Yes, there are in theory “conservative alternatives” to existing policies benefiting the poor, whether they’re from the Wayback Machine of Jack Kemp urban policy experiments, or something a bit more current. But they never seem quite ready for prime time other than as speech fodder. In the meantime, as Jonathan Chait points out, the default position is to deny the poor cash and food and housing and medical assistance:
The main unanswered question for the Republicans professing deep concern for the poor is, why wait? Two possible answers spring to mind. The first is that the new Republican vision is perfectly compatible with the old Republican vision: The poor and unemployed mainly need a good kick in the ass. Today’s Republican poverty agenda is therefore a nice down payment on tomorrow’s.

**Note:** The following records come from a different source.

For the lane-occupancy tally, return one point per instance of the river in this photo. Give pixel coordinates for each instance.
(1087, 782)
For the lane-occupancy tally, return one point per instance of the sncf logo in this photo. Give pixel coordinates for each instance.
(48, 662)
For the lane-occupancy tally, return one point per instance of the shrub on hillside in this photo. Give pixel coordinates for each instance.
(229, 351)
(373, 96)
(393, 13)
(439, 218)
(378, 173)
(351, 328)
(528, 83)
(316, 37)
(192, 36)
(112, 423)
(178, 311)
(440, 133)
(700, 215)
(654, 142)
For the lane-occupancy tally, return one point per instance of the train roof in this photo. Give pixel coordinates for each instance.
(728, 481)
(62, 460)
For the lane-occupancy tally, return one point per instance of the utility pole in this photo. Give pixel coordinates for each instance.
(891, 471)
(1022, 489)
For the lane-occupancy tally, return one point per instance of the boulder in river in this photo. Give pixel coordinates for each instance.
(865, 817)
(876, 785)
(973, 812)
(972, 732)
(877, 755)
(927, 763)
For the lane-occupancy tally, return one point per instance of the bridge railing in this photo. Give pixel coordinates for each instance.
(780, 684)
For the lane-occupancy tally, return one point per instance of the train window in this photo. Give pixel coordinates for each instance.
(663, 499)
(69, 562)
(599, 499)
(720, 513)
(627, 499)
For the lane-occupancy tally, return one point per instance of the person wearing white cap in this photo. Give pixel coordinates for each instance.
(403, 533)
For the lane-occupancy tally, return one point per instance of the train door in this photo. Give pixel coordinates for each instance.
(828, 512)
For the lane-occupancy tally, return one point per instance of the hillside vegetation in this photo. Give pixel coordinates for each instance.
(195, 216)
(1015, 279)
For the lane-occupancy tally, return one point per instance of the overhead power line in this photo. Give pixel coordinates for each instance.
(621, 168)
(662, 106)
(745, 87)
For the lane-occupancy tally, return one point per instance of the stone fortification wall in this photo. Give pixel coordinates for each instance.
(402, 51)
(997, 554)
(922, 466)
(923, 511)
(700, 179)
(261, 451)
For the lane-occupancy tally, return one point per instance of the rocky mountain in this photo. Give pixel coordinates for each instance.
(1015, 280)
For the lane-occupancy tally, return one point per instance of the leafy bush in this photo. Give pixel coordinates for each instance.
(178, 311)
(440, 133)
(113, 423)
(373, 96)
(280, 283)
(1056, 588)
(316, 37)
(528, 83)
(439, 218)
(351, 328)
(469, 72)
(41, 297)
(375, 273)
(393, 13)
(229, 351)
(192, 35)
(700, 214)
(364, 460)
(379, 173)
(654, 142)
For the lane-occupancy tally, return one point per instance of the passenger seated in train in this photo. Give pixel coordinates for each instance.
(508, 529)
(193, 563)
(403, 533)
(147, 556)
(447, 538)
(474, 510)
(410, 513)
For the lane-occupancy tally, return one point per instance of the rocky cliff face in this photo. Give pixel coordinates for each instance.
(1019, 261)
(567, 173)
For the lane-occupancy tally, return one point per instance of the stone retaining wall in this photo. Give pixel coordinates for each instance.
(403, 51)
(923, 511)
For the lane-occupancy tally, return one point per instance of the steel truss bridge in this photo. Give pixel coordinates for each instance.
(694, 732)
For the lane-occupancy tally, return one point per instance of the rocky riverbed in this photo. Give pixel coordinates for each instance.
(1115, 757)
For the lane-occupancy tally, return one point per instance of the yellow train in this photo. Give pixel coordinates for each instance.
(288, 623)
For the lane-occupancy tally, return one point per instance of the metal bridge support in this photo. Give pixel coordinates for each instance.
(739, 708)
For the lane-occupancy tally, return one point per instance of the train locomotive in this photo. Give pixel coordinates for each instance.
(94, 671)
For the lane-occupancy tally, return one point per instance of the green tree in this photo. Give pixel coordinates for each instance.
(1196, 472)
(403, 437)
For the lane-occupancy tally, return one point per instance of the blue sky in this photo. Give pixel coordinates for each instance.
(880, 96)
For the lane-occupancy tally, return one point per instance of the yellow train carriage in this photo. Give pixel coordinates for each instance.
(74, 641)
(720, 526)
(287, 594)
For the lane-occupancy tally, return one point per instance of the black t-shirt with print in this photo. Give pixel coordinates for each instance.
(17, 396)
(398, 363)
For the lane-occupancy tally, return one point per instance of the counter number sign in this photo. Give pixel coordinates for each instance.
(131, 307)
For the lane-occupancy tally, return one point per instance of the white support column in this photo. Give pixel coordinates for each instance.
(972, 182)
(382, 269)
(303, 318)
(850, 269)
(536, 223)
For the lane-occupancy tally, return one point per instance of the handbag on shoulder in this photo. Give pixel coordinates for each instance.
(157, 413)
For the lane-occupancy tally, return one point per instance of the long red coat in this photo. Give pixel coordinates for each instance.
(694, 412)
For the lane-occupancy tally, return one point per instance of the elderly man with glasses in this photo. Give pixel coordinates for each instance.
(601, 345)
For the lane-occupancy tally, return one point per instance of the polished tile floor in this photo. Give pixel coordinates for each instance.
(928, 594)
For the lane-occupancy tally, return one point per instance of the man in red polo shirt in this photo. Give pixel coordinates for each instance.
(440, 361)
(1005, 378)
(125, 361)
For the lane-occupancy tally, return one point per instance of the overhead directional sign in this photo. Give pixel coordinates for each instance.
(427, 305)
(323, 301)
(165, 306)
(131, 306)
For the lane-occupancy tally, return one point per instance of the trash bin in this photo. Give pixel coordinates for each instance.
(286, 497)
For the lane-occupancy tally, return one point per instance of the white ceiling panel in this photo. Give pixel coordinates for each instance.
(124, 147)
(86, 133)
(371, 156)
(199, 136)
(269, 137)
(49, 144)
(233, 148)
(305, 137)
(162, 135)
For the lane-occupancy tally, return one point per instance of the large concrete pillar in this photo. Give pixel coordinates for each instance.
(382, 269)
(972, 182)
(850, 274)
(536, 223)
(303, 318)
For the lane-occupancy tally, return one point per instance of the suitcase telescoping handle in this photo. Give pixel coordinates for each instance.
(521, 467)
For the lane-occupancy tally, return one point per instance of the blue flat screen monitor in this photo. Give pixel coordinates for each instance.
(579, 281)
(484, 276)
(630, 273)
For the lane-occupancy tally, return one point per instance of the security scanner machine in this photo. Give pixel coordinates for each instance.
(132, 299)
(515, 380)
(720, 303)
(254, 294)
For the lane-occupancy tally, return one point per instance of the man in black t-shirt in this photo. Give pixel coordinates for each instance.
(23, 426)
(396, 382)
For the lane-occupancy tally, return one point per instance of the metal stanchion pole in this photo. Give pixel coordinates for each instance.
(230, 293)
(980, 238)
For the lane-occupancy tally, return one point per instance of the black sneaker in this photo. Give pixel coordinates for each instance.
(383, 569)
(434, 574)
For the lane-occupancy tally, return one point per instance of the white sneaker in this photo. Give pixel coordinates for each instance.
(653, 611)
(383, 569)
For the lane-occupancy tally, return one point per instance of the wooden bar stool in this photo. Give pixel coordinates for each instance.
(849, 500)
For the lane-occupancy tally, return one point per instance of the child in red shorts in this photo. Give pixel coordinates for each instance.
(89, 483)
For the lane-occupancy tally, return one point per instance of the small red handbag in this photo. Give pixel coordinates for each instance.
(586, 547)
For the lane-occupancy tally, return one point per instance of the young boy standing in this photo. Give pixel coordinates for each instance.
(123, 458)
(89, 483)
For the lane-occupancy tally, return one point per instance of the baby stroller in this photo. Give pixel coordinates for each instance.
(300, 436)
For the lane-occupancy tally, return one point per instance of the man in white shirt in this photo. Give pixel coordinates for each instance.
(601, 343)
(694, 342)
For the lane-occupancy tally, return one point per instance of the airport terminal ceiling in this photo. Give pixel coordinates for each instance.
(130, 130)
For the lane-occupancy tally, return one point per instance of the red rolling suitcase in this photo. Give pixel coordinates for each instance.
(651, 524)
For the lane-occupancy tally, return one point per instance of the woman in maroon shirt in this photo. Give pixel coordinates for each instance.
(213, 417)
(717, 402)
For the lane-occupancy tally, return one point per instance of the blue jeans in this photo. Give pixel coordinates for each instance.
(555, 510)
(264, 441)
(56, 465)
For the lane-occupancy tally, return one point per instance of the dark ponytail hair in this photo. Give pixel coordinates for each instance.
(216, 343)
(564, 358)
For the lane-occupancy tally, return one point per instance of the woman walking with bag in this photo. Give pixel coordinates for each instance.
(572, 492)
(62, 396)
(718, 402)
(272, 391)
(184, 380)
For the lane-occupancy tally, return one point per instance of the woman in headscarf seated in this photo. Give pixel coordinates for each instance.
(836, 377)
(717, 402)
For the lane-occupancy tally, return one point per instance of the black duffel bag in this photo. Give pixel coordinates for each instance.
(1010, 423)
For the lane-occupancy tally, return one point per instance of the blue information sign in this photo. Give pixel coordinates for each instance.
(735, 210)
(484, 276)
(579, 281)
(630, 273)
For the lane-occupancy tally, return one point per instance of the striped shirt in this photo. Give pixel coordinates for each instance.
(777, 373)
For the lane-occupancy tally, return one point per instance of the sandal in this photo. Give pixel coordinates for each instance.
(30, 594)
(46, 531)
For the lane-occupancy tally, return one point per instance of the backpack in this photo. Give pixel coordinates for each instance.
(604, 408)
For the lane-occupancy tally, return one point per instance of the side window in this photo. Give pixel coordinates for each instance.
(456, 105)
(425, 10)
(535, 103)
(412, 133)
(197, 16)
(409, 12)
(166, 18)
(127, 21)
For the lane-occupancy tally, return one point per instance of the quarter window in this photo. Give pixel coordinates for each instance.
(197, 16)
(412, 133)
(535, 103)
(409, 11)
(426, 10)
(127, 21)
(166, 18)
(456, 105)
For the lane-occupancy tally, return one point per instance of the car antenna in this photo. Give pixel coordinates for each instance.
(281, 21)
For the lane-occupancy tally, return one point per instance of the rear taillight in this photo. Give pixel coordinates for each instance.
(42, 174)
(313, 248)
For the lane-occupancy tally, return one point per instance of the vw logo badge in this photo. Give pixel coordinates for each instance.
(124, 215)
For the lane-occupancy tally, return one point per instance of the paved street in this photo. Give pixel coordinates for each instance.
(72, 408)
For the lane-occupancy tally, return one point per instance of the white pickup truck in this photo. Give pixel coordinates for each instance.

The second possibility is that Republicans really do have a different, less punitive vision in mind for their treatment of the poor. But if that is the case, it is hard to explain why they are fighting for a blunt policy of cutting right now. If Republicans care so much about the poor and unemployed, why inflict further misery on them right now while the party leisurely draws up a grand new vision for the welfare state? If Republicans only care about poverty policy insofar as they can use it to rebrand their party for 2016, it seems fair to conclude that they don’t actually care about it at all.
By “use it to rebrand their party for 2016,” Chait alludes to the strong likelihood that all this concern for the poor is aimed a different target. That would be the bleeding hearts of middle- and upper-income folk who have ingested altruistic propaganda–you know, like that of the do-gooder Jesus Christ–over the years and want to know that Republicans have a plan for dealing with all the feeding of sheep and clothing and housing of the “least of these,” but aren’t inclined to look too closely at the details. If that’s the low threshold GOP poverty-fighters think they need to meet, no wonder they’re taking their time.